Along-side writing our design doc, I put my time into defining what a successful proof-of-concept design looked like for our physical system and how we could go about designing it. To recall, our physical system will consist of 69 cylindrical solenoids fixed to a solid chassis that will be placed on top of the keys of a piano and activated electronically to press the keys. The solenoids will be controlled from a Raspberry Pi and several shift registers connected to MOSFETs that allow or block current flow into each solenoid. For our proof-of-concept, we ordered 5 smaller solenoids of similar type as our final product, MOSFETs, and Shift registers. Our plan was to use an Arduino and simple programs to drive the shift registers connected to each solenoid to prove that we could not only drive multiple solenoids at once and correctly calculate power-needs, but also to input patterns for solenoid activation that closely simulates the note scheduling we would be doing for the final physical system. After deep diving into spec sheets for our solenoids and shift registers, we were able to successfully program several patterns of activation for our solenoids and time them appropriately. (A video is linked showing the activation of 3 solenoids each second in a simple pattern).

Link to my drive for video showing 3 solenoids activating in pattern.

On top of the proof-of-concept tests with activating solenoids in a pattern, I also implemented a test for seeing how fast the play-rate is for  1 solenoid. This would affect how many sounds we could produce per second. As Angela found out, the English language can speak up to 15 phoneme (a phoneme is the smallest unit of speech distinguishing one word / word element from another) per second, which may require us to produce up to 15 sounds per second.
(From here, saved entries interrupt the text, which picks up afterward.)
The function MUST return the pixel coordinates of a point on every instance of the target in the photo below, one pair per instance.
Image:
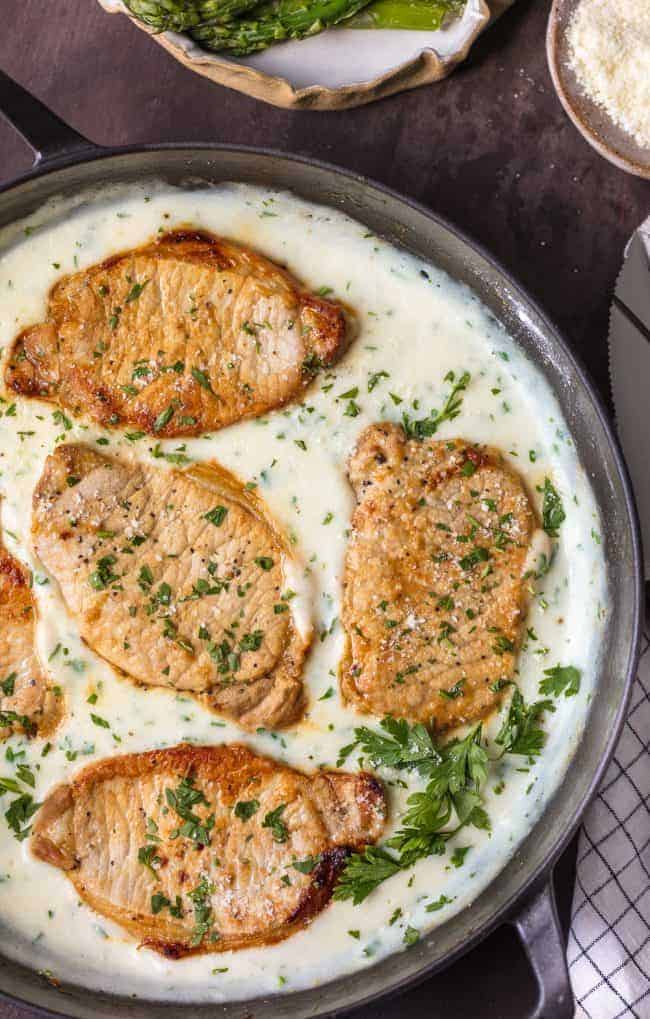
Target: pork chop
(434, 591)
(206, 849)
(28, 702)
(176, 581)
(182, 336)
This test confirmed that we are able to reproduce this upper bound if necessary. (A video is linked below showing the solenoid play rate at 16 times per second).

Link to my drive for video showing play rate at 16Hz.

Overall, these experiments have given us confidence in our ability to design and create the overall physical system reliably. We have also discovered some helpful resources along the way (thanks to an online forum of self playing piano makers that Marco found) that have allowed us to focus less on the physical design of the chassis and more on our unique circuity idea, audio processing, note scheduling, and web app.

For the remainder of the Fall break and the following week, I will be helping to plan out the audio processing and note scheduling as well as setting up the web app for hosting the above mentioned systems.